Post by caressa on Jan 3, 2010 10:42:34 GMT -5
You are reading from the book Twenty Four Hours a Day Hardcover (24 Hours)
A.A. Thought for the Day
When I came into A.A., I learned what an alcoholic was and then I applied this knowledge to myself to see if I was an alcoholic. When I was convinced that I was an alcoholic, I admitted it openly. Since then, have I been learning to live accordingly? Have I read the book, Alcoholics Anonymous? Have I applied the knowledge gained to myself? Have I admitted openly that I am an alcoholic? Am I ready to admit it at any time when I can be of help?
Meditation for the Day
I will be renewed. I will be remade. In this, I need God's help. His spirit shall flow through me and, in flowing through me, it shall sweep away all the bitter past. I will take heart. The way will open for me. Each day will unfold something good, as long as I am trying to live the way I believe God wants me to live.
Prayer for the Day
I pray that I may be taught, just as a child would be taught. I pray that I may never question God's plans, but accept them gladly.
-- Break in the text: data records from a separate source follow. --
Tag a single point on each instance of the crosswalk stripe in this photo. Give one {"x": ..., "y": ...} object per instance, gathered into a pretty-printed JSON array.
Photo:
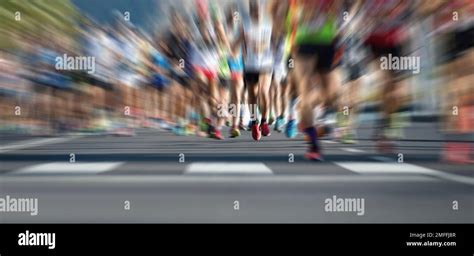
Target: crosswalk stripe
[
  {"x": 69, "y": 168},
  {"x": 401, "y": 168},
  {"x": 353, "y": 150},
  {"x": 33, "y": 143},
  {"x": 228, "y": 168}
]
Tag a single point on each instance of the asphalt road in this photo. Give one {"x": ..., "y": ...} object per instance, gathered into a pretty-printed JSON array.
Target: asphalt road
[{"x": 167, "y": 178}]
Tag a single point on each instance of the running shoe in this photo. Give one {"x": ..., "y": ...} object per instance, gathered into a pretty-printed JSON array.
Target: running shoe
[
  {"x": 313, "y": 155},
  {"x": 279, "y": 124},
  {"x": 234, "y": 132},
  {"x": 271, "y": 120},
  {"x": 348, "y": 138},
  {"x": 243, "y": 127},
  {"x": 291, "y": 129},
  {"x": 217, "y": 135},
  {"x": 265, "y": 129},
  {"x": 256, "y": 135}
]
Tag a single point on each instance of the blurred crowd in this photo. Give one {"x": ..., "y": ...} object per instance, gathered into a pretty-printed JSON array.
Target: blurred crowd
[{"x": 66, "y": 73}]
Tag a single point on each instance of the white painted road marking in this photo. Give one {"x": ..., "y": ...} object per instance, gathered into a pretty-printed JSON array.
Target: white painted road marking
[
  {"x": 402, "y": 168},
  {"x": 69, "y": 168},
  {"x": 33, "y": 143},
  {"x": 352, "y": 150},
  {"x": 228, "y": 168}
]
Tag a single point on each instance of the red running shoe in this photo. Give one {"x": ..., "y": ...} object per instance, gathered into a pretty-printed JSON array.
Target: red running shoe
[
  {"x": 217, "y": 135},
  {"x": 265, "y": 129},
  {"x": 313, "y": 156},
  {"x": 256, "y": 132}
]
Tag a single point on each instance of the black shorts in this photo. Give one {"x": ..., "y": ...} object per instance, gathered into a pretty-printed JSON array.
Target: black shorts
[
  {"x": 384, "y": 51},
  {"x": 324, "y": 55},
  {"x": 355, "y": 72},
  {"x": 457, "y": 43},
  {"x": 253, "y": 77}
]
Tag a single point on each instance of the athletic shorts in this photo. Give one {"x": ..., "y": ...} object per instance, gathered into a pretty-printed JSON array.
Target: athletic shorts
[
  {"x": 457, "y": 43},
  {"x": 253, "y": 77},
  {"x": 236, "y": 67},
  {"x": 224, "y": 82},
  {"x": 159, "y": 82},
  {"x": 354, "y": 72},
  {"x": 383, "y": 51},
  {"x": 324, "y": 55},
  {"x": 208, "y": 73}
]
This reading reminds me that I need to do Step One every day. Not only Step One, but all the other Steps as required. I can't, God can, just for today, I choose to let Him. Working the other Steps, doing what ever it takes not to pick up, no matter what substance is, no matter what the circumstances are, no matter what my thoughts and emotions make me feel, using isn't an option.
I have the disease of addiction, of obsessive compulsive disorder, of alcoholism, of caretaking, of an eating disorder, and I have to remember that the substance isn't the problem, it is me.